Before undertaking a PNS procedure, several factors should be considered, according to a review of surgical procedures pertaining to implantable neuromodulation technology.5 These factors include the incidence, severity, and time to resolution of complications, as well as the net impact on the patient given that complications may detract from the beneficial effect of the procedure.
Procedural Complications
Harm caused to tissues during PNS procedures may consist of bleeding, peripheral nerve trauma, and damage to vital structures (e.g., vessels and organs). Because vital internal structures are vulnerable in PNS, the use of high-quality fluoroscopy is indicated; for example, pneumothorax, a potential organ-related complication of PNS device installation in the thoracic region, is best circumvented by high-quality imaging.6 In deeper tissues, damage to vessels can be evaded by using an open rather than percutaneous technique, which may help to prevent blind injury of vasculature, embolism, and other negative sequelae.

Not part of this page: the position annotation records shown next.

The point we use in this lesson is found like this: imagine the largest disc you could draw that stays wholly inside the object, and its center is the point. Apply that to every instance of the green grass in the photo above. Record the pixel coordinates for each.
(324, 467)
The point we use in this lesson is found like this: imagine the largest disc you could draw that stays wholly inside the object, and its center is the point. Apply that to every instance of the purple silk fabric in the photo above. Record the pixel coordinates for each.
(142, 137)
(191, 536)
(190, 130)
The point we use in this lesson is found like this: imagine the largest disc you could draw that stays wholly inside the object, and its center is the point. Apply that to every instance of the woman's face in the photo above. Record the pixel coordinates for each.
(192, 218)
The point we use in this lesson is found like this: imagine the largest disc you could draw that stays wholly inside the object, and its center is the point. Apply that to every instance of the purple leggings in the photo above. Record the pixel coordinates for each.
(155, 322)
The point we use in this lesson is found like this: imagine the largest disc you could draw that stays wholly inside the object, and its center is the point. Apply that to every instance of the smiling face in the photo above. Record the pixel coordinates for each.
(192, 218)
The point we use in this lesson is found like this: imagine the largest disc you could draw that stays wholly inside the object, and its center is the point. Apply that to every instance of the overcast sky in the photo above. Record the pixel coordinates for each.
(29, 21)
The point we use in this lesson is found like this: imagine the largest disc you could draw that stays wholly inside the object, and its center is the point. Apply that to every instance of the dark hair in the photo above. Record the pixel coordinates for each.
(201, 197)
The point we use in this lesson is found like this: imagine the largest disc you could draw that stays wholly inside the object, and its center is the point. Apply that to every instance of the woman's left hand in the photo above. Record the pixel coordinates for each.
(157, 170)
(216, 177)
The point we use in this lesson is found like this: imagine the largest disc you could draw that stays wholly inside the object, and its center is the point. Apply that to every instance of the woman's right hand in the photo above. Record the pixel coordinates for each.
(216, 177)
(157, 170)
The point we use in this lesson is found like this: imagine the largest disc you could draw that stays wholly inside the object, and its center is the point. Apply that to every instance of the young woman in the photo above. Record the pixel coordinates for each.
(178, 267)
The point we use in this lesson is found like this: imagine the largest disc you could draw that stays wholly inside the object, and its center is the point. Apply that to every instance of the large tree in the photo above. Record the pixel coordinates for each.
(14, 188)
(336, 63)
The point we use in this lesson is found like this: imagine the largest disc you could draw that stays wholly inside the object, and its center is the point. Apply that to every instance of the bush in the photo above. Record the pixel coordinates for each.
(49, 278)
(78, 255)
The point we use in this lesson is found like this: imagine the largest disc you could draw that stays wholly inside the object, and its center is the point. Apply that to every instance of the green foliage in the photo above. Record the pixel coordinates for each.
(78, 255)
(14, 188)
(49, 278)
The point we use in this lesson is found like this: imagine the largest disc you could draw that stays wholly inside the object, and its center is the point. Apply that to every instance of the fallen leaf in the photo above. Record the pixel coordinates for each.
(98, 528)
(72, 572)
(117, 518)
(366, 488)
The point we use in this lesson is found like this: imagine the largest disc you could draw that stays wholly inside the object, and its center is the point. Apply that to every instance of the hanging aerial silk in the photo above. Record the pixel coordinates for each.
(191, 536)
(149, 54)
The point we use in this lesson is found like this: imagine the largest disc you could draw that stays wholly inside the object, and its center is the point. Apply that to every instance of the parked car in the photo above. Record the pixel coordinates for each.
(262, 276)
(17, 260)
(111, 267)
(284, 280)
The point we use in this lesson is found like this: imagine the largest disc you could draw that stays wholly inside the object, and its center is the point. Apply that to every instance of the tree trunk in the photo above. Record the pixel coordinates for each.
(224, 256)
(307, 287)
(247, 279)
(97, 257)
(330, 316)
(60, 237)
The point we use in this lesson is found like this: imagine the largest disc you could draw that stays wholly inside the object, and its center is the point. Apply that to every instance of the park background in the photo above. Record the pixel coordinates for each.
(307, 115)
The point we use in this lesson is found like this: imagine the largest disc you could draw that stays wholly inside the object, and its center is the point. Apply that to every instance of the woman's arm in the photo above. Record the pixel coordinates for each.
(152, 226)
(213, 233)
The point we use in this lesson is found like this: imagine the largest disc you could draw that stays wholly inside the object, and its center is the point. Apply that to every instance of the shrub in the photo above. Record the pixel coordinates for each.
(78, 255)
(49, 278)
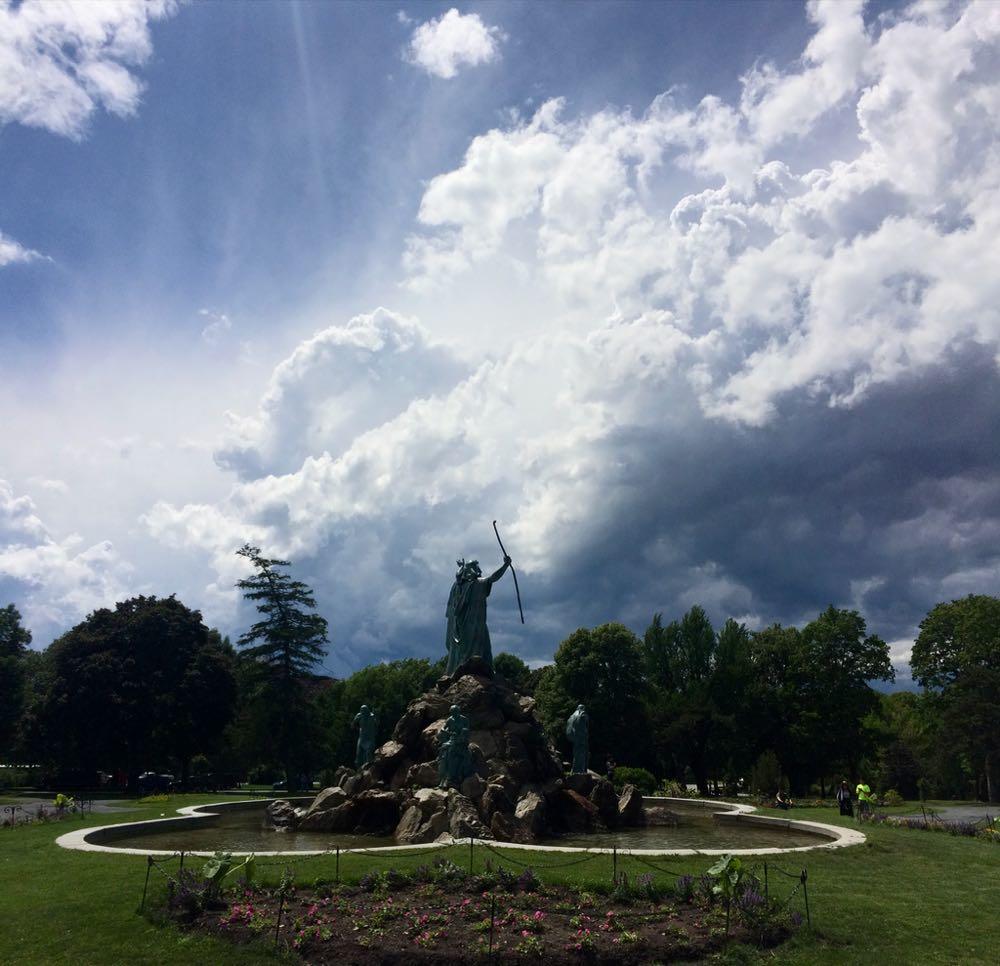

The use of PNS therapy was commonly used to treat pain after previous nerve damage as described by Mobbs et al4 in their retrospective study (currently the largest in the literature) of 38 patients implanted with 41 nerve stimulators. The previous nerve damage included blunt and or sharp nerve trauma (in 14 of 38 patients) and inadvertent injection of a nerve (in nine of 38 patients). The incidence of nerve damage from PNS therapy itself is unknown and believed to be rare. To avoid nerve damage, practitioners should maintain excellent knowledge of relevant anatomy and watch for patient neuralgia and radicular pain in the postoperative period. Treatment of suspected nerve injury may include steroid protocol, anticonvulsants, and referral for neurologic consult.